Strength of our study is that we examined an ethnically homogenous population of white Italian women, in a rather narrow interval of age (23.5 ± 4.68 years) and BMI (20.9 ± 2.25 kg m–2). On the other hand, as ethnic differences were noted for hematologic indices (Malcovati et al. 2003), our data could not take into account effects of physical training on women belonging to other ethnic groups, and/or of older/younger age, and/or with higher BMI (Ramakrishnan et al. 2002).

Overall, our study documented an altered iron status in recreational athletes, but did not find negative effects of exercise on iron stores and Hb concentrations in young female athletes.

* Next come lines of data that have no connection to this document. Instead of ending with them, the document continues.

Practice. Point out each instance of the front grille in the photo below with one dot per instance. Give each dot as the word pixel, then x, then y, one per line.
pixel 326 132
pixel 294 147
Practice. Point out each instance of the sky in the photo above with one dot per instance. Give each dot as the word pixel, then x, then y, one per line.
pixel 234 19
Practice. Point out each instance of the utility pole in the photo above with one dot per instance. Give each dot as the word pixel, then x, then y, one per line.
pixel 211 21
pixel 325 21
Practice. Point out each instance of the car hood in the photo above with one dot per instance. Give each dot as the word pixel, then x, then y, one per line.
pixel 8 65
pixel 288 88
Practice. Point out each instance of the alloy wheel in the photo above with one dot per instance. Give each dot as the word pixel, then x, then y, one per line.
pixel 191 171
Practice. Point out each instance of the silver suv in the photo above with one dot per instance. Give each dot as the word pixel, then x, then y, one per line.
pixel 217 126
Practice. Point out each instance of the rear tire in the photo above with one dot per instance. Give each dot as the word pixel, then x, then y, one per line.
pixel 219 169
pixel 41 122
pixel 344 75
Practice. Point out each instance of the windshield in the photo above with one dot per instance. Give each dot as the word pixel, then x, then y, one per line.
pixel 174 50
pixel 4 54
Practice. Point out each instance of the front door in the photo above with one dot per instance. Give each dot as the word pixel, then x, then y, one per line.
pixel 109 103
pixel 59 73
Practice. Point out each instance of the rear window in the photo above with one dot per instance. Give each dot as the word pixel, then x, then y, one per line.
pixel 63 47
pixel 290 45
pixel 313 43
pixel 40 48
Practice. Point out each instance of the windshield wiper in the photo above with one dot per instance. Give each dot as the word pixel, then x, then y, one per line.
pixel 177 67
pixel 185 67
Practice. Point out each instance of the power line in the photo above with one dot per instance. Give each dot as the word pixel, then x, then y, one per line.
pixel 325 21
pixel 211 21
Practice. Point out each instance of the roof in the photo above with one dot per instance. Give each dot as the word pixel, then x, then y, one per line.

Recreational athletes were not invited to check and take care of their iron status like elite athletes, despite non-elite athletes account for a much larger proportion of the female population than elite athletes. We found that almost a fifth of athletes have anemia and a third have iron deficiency, as these conditions are detrimental to physical activity, our findings support a greater attention to iron status of young women performing recreational physical exercise.